The Saudi Arabian Monetary Authority first embarked on overhauling its risk management systems, practices and procedures in 2015 under the direction of its governor, Ahmed Abdulkarim Alkholifey. After closely studying the approaches of nine other central banks and seeking advice from leading consultants, the Group of 20 central bank developed a new risk management framework catering to Sama’s specific needs. This included the creation of risk and control self-assessment (RCSA), key risk indicator (KRI), and incident and loss data management (LDM) procedures and policies, as well risk governance, information risk assessment, risk appetite and reputational risk policies.
Sama’s framework drew on both qualitative and quantitative methodologies, including estimates related to reputational, financial, operational and compliance risk tolerances. Overall risk limits were devised to represent an amount of financial losses expressed as a percentage of Sama’s annual operating surplus – over a range, with low risks representing less than 0.25%, and extreme risks in excess of 5%. Importantly, the framework included a reputational risk policy approach seeking to maintain a robust and proactive assessment mechanism to enable managers to take prompt action to prevent an event that may result in reputational loss.

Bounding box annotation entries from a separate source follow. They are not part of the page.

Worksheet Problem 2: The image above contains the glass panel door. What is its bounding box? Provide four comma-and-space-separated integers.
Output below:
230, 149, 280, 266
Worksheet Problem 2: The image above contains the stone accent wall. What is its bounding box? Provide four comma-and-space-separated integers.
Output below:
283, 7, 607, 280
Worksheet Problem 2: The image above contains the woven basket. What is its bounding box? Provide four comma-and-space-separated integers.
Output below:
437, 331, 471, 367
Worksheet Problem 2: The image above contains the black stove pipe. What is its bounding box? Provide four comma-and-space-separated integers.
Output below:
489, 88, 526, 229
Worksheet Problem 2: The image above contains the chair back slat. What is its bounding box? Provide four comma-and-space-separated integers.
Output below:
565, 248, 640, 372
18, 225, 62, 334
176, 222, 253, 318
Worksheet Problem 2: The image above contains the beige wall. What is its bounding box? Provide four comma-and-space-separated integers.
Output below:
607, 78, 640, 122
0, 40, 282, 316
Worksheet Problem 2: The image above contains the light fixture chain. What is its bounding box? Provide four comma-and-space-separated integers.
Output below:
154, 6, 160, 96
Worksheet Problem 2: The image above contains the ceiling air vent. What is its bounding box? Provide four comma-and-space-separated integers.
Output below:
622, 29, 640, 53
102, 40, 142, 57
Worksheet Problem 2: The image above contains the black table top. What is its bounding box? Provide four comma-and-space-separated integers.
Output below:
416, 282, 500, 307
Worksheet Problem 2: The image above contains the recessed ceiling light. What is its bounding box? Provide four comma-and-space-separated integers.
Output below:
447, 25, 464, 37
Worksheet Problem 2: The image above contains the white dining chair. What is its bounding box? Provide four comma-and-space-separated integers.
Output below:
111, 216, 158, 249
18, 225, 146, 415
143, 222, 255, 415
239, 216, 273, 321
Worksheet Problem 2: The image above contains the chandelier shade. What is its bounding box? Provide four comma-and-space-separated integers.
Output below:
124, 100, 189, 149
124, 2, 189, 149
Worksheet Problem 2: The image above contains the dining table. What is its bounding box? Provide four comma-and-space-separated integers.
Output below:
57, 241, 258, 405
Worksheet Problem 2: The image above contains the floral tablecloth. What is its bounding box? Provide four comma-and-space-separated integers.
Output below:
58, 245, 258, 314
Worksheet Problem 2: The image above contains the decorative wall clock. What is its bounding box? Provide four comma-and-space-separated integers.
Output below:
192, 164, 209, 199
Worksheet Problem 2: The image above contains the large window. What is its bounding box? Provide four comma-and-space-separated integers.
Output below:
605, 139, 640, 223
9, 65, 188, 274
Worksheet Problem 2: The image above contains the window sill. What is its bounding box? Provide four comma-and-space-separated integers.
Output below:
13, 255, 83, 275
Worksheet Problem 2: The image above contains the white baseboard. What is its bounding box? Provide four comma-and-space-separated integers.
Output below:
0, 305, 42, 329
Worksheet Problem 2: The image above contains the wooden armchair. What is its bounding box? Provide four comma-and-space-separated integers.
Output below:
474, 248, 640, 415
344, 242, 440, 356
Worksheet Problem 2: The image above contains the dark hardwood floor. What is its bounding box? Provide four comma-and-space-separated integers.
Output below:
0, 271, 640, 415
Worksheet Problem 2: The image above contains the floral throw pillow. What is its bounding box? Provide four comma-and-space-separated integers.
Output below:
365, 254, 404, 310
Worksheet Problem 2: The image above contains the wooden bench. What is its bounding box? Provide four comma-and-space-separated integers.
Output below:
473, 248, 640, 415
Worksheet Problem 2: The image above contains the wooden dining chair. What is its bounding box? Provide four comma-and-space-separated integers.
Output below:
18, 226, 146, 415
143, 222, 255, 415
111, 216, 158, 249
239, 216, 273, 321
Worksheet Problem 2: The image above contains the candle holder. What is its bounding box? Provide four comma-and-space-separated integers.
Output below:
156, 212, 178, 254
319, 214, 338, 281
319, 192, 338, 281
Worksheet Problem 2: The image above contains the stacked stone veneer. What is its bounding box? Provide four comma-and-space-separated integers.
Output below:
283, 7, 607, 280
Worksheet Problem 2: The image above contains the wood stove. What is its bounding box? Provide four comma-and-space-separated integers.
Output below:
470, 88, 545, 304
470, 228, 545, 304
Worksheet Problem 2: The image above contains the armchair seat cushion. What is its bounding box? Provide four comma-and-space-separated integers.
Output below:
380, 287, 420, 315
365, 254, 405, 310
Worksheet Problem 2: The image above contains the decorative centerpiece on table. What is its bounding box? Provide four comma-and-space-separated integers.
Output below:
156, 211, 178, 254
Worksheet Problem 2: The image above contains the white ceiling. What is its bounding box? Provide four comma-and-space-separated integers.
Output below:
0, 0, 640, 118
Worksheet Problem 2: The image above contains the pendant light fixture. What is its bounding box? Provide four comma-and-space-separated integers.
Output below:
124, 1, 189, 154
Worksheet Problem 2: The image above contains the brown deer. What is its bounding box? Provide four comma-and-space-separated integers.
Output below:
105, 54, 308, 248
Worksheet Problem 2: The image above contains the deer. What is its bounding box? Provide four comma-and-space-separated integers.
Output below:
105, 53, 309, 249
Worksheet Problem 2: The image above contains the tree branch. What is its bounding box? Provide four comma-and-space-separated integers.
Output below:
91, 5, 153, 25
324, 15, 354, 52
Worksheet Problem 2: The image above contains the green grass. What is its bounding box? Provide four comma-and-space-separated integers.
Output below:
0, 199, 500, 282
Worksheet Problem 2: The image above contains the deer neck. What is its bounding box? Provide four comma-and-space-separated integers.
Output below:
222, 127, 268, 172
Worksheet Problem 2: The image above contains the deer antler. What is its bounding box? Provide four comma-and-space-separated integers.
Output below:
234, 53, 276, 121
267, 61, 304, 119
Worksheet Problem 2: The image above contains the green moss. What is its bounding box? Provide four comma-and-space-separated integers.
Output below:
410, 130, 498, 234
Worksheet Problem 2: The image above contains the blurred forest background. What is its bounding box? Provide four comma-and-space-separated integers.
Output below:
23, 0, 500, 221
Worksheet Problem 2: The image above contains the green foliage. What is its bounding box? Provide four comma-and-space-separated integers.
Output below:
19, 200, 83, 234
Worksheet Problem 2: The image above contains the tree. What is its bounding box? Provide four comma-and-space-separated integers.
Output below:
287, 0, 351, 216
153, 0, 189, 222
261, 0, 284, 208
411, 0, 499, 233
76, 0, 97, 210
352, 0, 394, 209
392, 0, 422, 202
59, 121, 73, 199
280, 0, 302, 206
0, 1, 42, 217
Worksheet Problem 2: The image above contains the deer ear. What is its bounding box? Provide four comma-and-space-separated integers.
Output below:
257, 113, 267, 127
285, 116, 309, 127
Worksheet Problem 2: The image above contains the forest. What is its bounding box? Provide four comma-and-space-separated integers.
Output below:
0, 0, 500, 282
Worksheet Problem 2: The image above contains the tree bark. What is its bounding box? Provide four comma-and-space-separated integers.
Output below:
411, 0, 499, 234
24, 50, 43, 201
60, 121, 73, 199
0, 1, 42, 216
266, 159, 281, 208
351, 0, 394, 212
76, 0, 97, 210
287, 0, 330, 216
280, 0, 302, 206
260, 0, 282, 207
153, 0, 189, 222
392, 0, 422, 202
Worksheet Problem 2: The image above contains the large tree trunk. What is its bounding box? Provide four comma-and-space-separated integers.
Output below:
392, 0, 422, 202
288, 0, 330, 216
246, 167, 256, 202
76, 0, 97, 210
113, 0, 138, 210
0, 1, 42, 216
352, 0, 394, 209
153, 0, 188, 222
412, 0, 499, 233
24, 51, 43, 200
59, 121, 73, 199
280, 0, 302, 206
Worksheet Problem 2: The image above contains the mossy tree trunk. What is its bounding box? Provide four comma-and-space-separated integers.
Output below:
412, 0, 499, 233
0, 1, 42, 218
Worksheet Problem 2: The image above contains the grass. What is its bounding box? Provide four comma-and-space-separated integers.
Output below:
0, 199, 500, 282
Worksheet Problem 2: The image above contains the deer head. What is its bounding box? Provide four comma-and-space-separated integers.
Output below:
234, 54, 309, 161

The architect of Sama’s new approach – a hybrid of other approaches with a proprietary overlay – is Abdulaziz Alkhaldi, director of risk management and compliance. Alkhaldi, who previously worked at private-sector banks, tells Central Banking that, because of the unique nature of Sama’s risks, it was impossible to purchase an ‘off-the-shelf’ risk management system that met all the central bank’s requirements. As a result, his department created a customised version of SAP’s governance, risk and compliance (GRC) system.
For the system to work, however, the risk department had to automate RCSAs, KRIs and LDM and feed them directly into the customised GRC system.
This was no easy task. But the implementation was made possible by an ongoing and multi-pronged effort to raise risk management awareness among Sama’s employees. This was done using the philosophy that “risk management is the responsibility of all”, rather than being the sole responsibility of the risk management department, says Alkhaldi.
The risk management department held a number of workshops to help each business lines to conduct its own risk control self-assessments. This involved departmental managers reformulating their strategies, objectives, policies and operations in collaboration with risk department through a review process to ensure the risks they faced are appropriately processed and managed.
The effort was assisted by business line risk ‘champions’, who were trained by risk management department staff, and could pass on their know-how to their colleagues. Through these efforts, Alkhaldi believes the concept of risk management is now firmly embedded in virtually all of Sama activities: “The role of the risk management department is to facilitate and simplify the activities of all departments by identifying risks and risk indicators that could affect the achievement of their objectives, which in turn could negatively affect Sama’s overall strategy.”
The result of these efforts is that directors and other authorised individuals now have real-time access to risk profiles. And by connecting the customised SAP GRC with other systems, KRIs have become “more accurate and timely”, says Alkhaldi. A simple example is that the system would immediately show the head of human resources if there has been a noticeable rise staff turnover.
Expenses and losses
One cultural element that needed particular attention was related to what constitutes an ‘expense’ and what constitutes a ‘loss’. In the past, many Sama officials had “claimed everything as expenses”, says Alkhaldi: “There was no clear definition of a loss.”
Some of the items that are now viewed as ‘losses’ that previously were ‘expenses’ include damaged assets; vendor-completed projects that produced no tangible value; the cost of replacing a newly replaced vault door that did not meet safety and security requirements; the purchase of equipment that did not comply with business requirements; losses related to court cases; insurance claims related to Sama cars involved in traffic accidents; employees not attending paid-for training programmes or returning from college scholarships; and employees not repaying loans after leaving Sama.
Now risk profiling is fully operational at Sama, any breach or near misses of risk appetite regarding risk levels or KRI inputs will trigger automatic alerts to the risk owner, the risk department and senior management with responsibility for that business.
The possible dangers are displayed on a risk profile ‘heat map’ that will also show the causes of any breakdown as well as the most common cause of losses/incidents in a pie chart. There are KRI thresholds and event timelines, as well as displays for the highest residual risk per risk owner, action plans to tackle residual risks and the threat level by individual risks.
All this automated reporting of risk incidences and loss data allows the Saudi central bank to establish responses to certain incident types in a bid to contain a risk incident and any related losses, including reputational damage. Ultimately, its system enables Sama’s governor – who has monitored the progress of risk culture, and made sure all extreme and high risks are mitigated by effective controls – vice-governor and top management to assess all risks, losses and risk indicators through their personalised dashboards, and be better prepared to take timely action to address problems as and when they emerge.